More than 3million patients are having to wait at least three weeks to see their GP, shock data reveals.

NHS statistics show 30.4million appointments took place in England last month.

But 3.2million were booked almost a month earlier — or one in every 10. 

It marks a rise of almost 400,000 appointments waiting over 22 days in just a month, illustrating the dire crisis which has seen disgruntled patients abandon NHS surgeries in favour of going private or visiting swamped A&E units instead.

Separate data today also found GP satisfaction in the UK last year dropped to its lowest level ever recorded. 

Campaigners have long warned the delays, fuelled by a shortage of GPs, puts patients at risk of having a serious illness diagnosed late or missed entirely. 

The figures, released today by NHS England, show almost half took place on the same day (44.6 per cent), up slightly on the previous month. 

Almost a third (30.7 per cent) had to wait more than a week. 

The data for England also found two thirds (65.4 per cent) of GP consultations were face to face. 

NHS figures, however, have long shown that GPs are under huge pressure and treating a record number of people. 

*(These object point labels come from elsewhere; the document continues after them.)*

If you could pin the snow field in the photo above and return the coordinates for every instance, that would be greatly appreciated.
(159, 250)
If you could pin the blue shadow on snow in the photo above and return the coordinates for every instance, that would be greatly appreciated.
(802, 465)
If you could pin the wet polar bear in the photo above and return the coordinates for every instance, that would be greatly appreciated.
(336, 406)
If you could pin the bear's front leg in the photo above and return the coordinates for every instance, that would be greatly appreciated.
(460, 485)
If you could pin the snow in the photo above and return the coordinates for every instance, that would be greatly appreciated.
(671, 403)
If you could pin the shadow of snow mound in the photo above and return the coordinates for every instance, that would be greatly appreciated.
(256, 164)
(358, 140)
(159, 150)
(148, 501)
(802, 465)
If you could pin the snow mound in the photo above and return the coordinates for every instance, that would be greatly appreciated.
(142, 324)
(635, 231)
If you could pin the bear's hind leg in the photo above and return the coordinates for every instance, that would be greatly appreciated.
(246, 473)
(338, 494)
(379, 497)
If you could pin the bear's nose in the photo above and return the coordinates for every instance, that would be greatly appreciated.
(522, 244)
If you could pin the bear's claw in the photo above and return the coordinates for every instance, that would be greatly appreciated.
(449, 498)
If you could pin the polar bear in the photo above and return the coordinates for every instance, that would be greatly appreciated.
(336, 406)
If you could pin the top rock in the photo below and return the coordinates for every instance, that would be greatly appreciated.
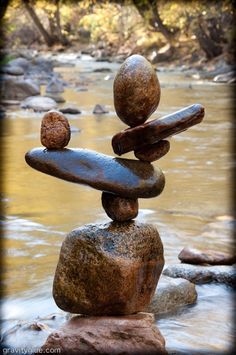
(136, 91)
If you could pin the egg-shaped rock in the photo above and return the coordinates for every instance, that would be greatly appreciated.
(55, 130)
(136, 91)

What does the latest GP appointment data show?

Appointments held: 30.4million

Attended: 90.4 per cent 

Seen by GP: 44.5 per cent

Seen by nurse: 19.9 per cent 

Face-to-face appointment: 65.4 per cent

Phone appointment: 25.9 per cent

Same day: 44.6 per cent

Up to one week wait: 24.6 per cent

One to two week wait: 12.6 per cent

Two to four weeks wait: 12.6 per cent

NHS England data for April

Family doctors, who earn six-figure salaries, on average, have reported cramming in up to 90 appointments per day, in a situation compared to a conveyor belt. 

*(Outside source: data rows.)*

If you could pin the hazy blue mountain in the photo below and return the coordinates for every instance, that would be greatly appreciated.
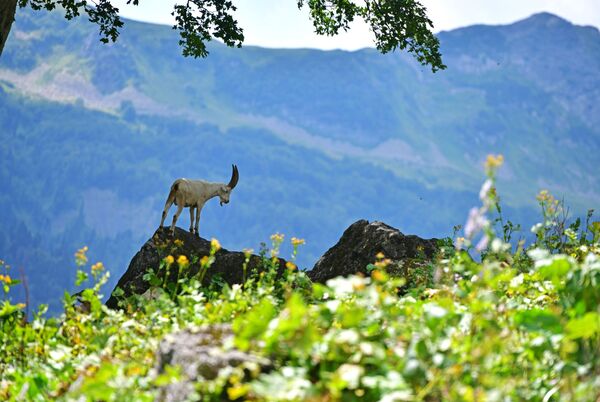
(93, 135)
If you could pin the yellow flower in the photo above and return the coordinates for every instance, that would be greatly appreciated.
(215, 245)
(297, 242)
(97, 267)
(80, 257)
(494, 161)
(277, 237)
(544, 196)
(183, 261)
(378, 276)
(383, 263)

The BMA recommends GPs should not deliver more than 25 appointments per day to ensure safe care. 

Latest NHS statistics show there were just over 27,600 fully-qualified full-time equivalent GPs working across England in April.

This is just under 2,000 fewer than the figure recorded in the same month in 2016. 

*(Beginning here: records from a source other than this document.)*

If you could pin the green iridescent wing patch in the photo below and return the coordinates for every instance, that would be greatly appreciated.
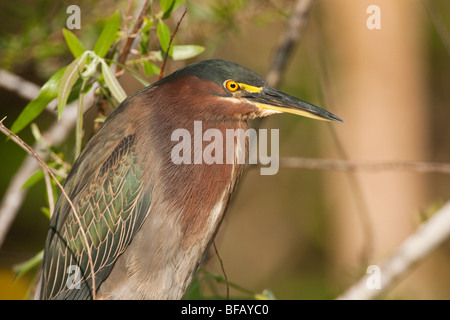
(111, 206)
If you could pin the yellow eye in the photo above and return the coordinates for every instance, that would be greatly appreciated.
(231, 85)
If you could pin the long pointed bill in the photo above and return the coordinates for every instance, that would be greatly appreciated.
(272, 99)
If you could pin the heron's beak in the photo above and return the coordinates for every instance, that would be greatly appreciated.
(272, 99)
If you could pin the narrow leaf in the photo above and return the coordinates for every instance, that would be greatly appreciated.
(168, 10)
(108, 35)
(73, 43)
(163, 35)
(35, 177)
(34, 108)
(22, 268)
(70, 76)
(166, 5)
(112, 83)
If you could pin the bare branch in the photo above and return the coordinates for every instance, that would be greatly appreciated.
(130, 39)
(55, 135)
(30, 151)
(342, 165)
(161, 74)
(289, 39)
(414, 249)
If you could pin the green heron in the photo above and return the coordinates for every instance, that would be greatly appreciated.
(147, 220)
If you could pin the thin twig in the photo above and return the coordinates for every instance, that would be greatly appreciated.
(30, 151)
(223, 270)
(161, 74)
(288, 40)
(414, 249)
(55, 135)
(130, 39)
(342, 165)
(48, 186)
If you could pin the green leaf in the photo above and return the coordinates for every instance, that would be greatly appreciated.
(164, 36)
(73, 43)
(70, 76)
(182, 52)
(108, 35)
(49, 91)
(168, 6)
(112, 83)
(150, 68)
(35, 177)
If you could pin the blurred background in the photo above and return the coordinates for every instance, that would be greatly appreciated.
(302, 234)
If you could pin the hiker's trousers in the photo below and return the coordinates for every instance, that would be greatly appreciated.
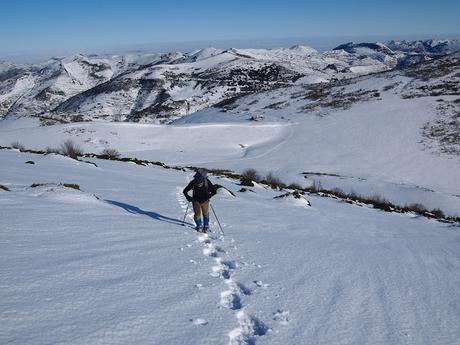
(199, 208)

This is despite the population growing by around 2million over the same period. 

Dr Amanda Doyle, national director for primary care at NHS England today said: ‘Thanks to GPs and their hardworking teams, millions more appointments are being delivered every month compared to before the pandemic with plans in place to improve access even further.

‘Every GP practice is upgrading their telephone systems to make it easier for patients to contact their surgery, while patients can use the NHS app to order repeat prescriptions and view their test results without needing to contact their family doctor.

‘We know there is more to do to make it easier for patients to access GP services and that’s why, building on the successes so far of the primary care access recovery plan, we continue to expand pharmacy services and offer patients more choice in how they access care.’

But figures released today also show GP patient satisfaction has plunged to its lowest level on record in the wake of the pandemic. 

The stats, collated by the Office for National Statistics, shows the percentage of respondents reporting positive overall experience of general practices was in ‘statistically significant decline’. 

In 2022, the latest comparable year for England, Scotland and Wales, the proportion of patients reporting a positive overall experience was highest in Wales (86 per cent).

It was followed by England (72 per cent) and Scotland, which logged a figure of just over two thirds (67 per cent).   

More people in Scotland, however found it ‘very easy’ or ‘easy’ (50 per cent) to contact their GP practice, than in England (43 per cent) and Wales (39 per cent).

Patients have continually expressed their frustration over access, particularly with regards to in-person appointments. 

GPs say they overwhelmed due to the pressures of the rising and ageing population, a lack of government funding and a shortage of doctors. 

Family doctors have also warned strikes could still be ‘on the table’ after a referendum of family doctors, carried out by the British Medical Association, found 99 per cent of the 19,000 respondents rejected the new NHS contract. 

Ministers have also silently binned a promise to hire 6,000 more GPs, which was a major part of Boris Johnson’s election-winning manifesto. Just 2,000 more family doctors have been recruited since 2019. 

GP surgeries have also faced rising levels of harassment, assaults and verbal abuse targeted at staff in recent months. 

More than 7,000 GPs are needed in the next 12 years  

There were 27,606 fully qualified, full-time equivalent GPs working in England in April, equating to one GP for over 2,000 patients, on average.

However, a ratio of 1,800 patients per GP is widely recognised by industry bodies as the ‘safe limit’.

As it stands, more than 4,000 GPs would need to be recruited to meet this ratio, MailOnline analysis suggests.

However, the ONS projects there will be an extra 6.6million people living in the UK as of 2036.

Assuming this growth kept in line with current demographic trends, this would see England’s population hit 62.2million.

Under this figure, 34,536 GPs would have to be working in the NHS to meet the one per 1,800 patient ratio, meaning an additional 7,076 family doctor positions are required over the next 12 years.